Trêve d’images glauques (c’est vrai, ça, ça sert à quoi, au juste, une poignée de porte dans la gorge ??), voici où je veux en venir. Nous étions partis en bateau. Soit. On en a rabattu les oreilles de tout notre entourage pendant des années. Soit. (ou ne sois pas d’accord, d’ailleurs, c’est pas grave). Et puis finalement, au milieu du trajet, on vire de bord sans prévenir. Changement de direction. Pas à 180 degrés, mais presque. Les esprits chagrins diront qu’on a perdu le nord (mais en fait, il est toujours à la même place, l’affreux, suffit de prendre une boussole pour s’en persuader !). Ils n’auront peut-être pas tort. Sauf qu’en plus de la boussole, nous, on a un GPS sur Lam, alors… Bref, changement. Mais qui a changé ? Le vent ? Nous ? L’étrave du bateau ? Un dauphin qui a poussé sur la coque ? Que nenni. C’est juste la direction qui a changé. Pas nous. Pas le sens du vent. Celui du bonheur. Celui que nous définissons comme notre petit bonheur à nous. Pas celui de nos esprits chagrins préférés. Ouais. Le sens de la vie, qui nous chuchotait depuis quelques navs « bon, vous avez vu des trucs, c’est chouette, mais faudrait p’t’être songer à voir plus loin, des fois ». Le plus loin s’arrête en France pour l’instant. Ce qui est chouette, c’est qu’on a pas attendu d’être écoeurés d’être sur l’eau. Ça arrive, des fois.
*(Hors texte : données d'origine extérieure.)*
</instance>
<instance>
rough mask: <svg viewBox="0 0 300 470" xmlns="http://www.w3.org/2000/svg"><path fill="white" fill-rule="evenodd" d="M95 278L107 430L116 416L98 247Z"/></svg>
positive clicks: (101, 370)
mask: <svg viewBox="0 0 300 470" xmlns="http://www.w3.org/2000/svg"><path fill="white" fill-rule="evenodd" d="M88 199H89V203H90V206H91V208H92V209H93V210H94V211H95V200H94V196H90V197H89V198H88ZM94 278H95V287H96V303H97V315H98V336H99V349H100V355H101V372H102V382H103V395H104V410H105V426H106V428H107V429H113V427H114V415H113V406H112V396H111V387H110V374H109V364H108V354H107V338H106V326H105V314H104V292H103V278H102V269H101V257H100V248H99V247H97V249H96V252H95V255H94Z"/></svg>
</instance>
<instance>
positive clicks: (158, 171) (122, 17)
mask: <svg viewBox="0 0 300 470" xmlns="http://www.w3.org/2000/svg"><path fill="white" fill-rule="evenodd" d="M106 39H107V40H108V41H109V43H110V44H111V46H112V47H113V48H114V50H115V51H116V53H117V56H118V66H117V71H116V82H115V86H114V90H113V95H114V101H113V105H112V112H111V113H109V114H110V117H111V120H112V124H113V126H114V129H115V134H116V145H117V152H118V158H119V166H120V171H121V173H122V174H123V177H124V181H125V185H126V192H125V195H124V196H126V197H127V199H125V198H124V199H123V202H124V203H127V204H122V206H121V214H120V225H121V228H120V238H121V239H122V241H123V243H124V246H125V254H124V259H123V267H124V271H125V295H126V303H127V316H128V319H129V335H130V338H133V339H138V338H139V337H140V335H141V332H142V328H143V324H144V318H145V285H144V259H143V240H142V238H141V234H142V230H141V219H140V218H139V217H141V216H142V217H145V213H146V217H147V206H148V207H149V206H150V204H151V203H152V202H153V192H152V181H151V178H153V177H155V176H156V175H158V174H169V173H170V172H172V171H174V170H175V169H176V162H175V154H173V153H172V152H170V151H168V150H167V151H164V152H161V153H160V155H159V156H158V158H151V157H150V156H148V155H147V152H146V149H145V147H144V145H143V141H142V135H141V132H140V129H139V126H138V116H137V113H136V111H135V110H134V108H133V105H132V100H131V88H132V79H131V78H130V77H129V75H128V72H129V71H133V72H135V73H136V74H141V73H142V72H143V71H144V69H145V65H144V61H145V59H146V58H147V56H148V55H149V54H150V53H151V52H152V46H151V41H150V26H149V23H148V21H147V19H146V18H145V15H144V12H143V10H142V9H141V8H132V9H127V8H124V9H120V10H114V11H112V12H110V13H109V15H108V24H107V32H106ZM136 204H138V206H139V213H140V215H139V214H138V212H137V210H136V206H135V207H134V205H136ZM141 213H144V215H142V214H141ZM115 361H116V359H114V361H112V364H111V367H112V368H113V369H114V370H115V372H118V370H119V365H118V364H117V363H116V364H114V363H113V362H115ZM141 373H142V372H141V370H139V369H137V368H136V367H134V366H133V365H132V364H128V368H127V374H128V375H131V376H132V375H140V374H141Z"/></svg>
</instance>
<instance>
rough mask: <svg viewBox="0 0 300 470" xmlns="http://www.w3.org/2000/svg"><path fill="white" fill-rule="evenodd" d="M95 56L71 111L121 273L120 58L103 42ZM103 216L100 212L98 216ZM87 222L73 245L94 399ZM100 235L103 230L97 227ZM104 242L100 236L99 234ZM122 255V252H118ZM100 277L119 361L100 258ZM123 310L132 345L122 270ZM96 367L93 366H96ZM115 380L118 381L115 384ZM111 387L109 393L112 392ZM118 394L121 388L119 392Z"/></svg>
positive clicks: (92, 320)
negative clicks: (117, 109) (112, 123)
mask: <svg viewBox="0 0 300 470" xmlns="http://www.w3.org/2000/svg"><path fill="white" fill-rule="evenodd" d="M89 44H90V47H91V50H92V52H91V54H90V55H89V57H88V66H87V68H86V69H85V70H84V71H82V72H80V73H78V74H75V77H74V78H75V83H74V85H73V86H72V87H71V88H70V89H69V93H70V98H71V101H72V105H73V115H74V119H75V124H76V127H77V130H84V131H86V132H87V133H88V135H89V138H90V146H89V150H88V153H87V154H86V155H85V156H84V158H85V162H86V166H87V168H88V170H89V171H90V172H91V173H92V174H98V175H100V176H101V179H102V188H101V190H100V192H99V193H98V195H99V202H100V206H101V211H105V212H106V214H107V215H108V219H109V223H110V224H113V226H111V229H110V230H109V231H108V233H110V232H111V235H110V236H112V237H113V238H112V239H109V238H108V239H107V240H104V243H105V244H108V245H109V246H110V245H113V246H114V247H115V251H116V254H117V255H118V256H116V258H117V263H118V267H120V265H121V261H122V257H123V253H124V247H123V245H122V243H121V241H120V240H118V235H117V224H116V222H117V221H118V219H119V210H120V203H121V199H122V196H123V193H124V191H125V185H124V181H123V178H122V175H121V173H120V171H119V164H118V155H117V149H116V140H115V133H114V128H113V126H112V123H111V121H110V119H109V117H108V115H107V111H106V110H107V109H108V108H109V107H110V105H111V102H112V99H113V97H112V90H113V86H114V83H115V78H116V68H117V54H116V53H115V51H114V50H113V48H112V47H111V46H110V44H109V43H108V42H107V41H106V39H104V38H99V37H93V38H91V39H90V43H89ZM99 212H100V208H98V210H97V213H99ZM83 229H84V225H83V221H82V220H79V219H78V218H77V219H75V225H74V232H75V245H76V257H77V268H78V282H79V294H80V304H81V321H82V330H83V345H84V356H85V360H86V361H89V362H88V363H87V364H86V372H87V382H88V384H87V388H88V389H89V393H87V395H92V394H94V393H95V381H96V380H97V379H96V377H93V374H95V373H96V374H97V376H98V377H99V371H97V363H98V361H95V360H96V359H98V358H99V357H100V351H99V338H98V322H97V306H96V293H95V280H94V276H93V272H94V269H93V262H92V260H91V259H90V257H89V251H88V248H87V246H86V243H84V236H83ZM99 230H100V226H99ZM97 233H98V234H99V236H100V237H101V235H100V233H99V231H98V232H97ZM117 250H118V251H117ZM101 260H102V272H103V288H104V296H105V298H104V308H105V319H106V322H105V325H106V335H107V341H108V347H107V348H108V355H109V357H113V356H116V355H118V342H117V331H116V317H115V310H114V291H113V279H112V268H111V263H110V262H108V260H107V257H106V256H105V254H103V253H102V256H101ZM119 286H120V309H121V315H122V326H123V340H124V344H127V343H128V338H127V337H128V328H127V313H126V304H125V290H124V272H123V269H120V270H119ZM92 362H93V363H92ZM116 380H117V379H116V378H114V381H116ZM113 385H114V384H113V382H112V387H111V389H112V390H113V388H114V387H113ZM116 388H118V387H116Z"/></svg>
Pas juste l’écoeurentite aigue qui consiste à tirer la chasse d’eau en pompant comme un shaddock, ou celle qui se développe quand on répare pour la 142ème fois le bout qui tient le pare soleil et qui pète comme il vibre sur les filières ! Les écoeurés d’une aventure vivent cette dernière jusqu’à la dernière miette, jusqu’à ce que la nappe soit même complètement nettoyée et qu’il ne reste plus rien sur la table. Ils attendent que la vie tourne la page pour eux, et suspendent le geste qui va terminer le morceau, pour un temps indéfini. C’est un truc à se prendre une porte dans la gueule, tout ça. On la voyait venir, avec sa surface plane et dure, et on a pas voulu se la prendre.
D’où le changement de cap. Pour éviter la porte dans la gueule. La vague sur le pont. Le fruit pourri dans les cheveux. Bref, on a suivi ce qu’avait dit la vie et on en est vachement content. Parce qu’on a voulu mettre du sens dans l’après voyage, et cet après est arrivé avant. Avant la fin, la terminaison de ce truc flottant. Le sens arrive avec son béret et sa baguette, on va le suivre, c’est sûr. Parce qu’au fond (de l’eau), la vie à bord, passés les premiers étonnements, les premières grandes surprises, l’émerveillement (quoi qu’il ne passe pas vraiment, en fait), on avait envie d’autre chose. De mettre notre énergie dans du tangible, de l’orienté, du constructible. La vie sur l’eau a quelque chose de magnifiquement contemplatif, mais on en a pris quelques bribes, et on dirait qu’on en est pas encore à ce moment de notre vie (c’est certainement pas si évident, flanqués qu’on est d’une mini armée de marmousets en délire) où on peut s’arrêter sur le bord de la route et regarder la chenille traverser la route dans un exploit de lenteur et de couleur tranquille. On aura malgré tous nos efforts vécu au travers de cette lenteur étudiée en marchant un peu trop vite. La vie nous rappelle, on la suit. Il se trouve qu’elle semble plus terrienne, tout d’un coup. Allons-y. Gaiement. En fait, pour être tout à fait honnête, on a presque hâte.